In 1920, the remains of the commissars were exhumed and reburied as Soviet martyrs in a central square in Baku. They remained there until 2009, when Azerbaijani authorities began demolishing the city's 26 Commissars Memorial. This was the latest monument of several that had been built to commemorate the commissars, erected in that park during the Soviet period. This last monument itself had been fenced-off since July 2008. The remains of the commissars were reburied at Hovsan Cemetery on 26 January 2009, with participation of Muslim, Jewish and Christian clergy, who conducted religious ceremonies.

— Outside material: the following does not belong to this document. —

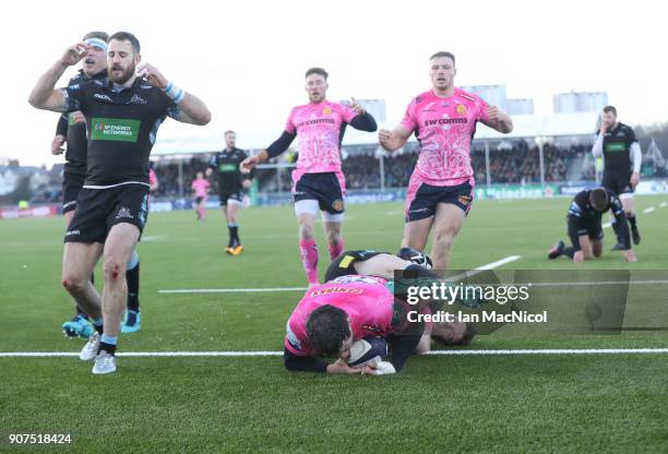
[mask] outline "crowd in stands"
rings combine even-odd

The dismantling was opposed by some local left-wingers and by the Azerbaijan Communist Party in particular. It also upset Armenia, as the Armenian public believed that the demolition and reburial was motivated by the reluctance of the Azerbaijanis, after the Nagorno-Karabakh War to have ethnic Armenians buried in the center of their capital. Another scandal happened when Azerbaijani press reports claimed that during the exhumation only 21 bodies were discovered and that "Shahumyan and four other Armenian commissars managed to escape their murderers". This report was questioned by Shahumyan's granddaughter Tatyana, now living in Moscow, who told the Russian daily Kommersant that:

It is impossible to believe that they weren't all buried. There is a film in the archives of 26 bodies being buried. Apart from this, my grandmother was present at the reburial.

Almost all monuments in Azerbaijan dedicated to the commissars, including Shahumyan, Azizbekov, Dzhaparidze and Fioletov, have been demolished. Most streets named after the commissars have been renamed.

==In popular culture==

The prominent Russian poet Sergei Yesenin wrote "Ballad of the Twenty-six" to commemorate the Baku Commissars, poem first published in The Baku Worker, 22 September 1925.

Russian band WOMBA named one of its albums The 27th Baku Commissar.

The prominent Italian writer Tiziano Terzani wrote about the Baku Commissars in his book Buonanotte, signor Lenin (Goodnight, Mr Lenin: A Journey Through the End of the Soviet Empire, 1992).

A street in southwest-central Moscow is named after the 26 Baku Commisars Ulitsa 26 Bakinskikh Komissarov.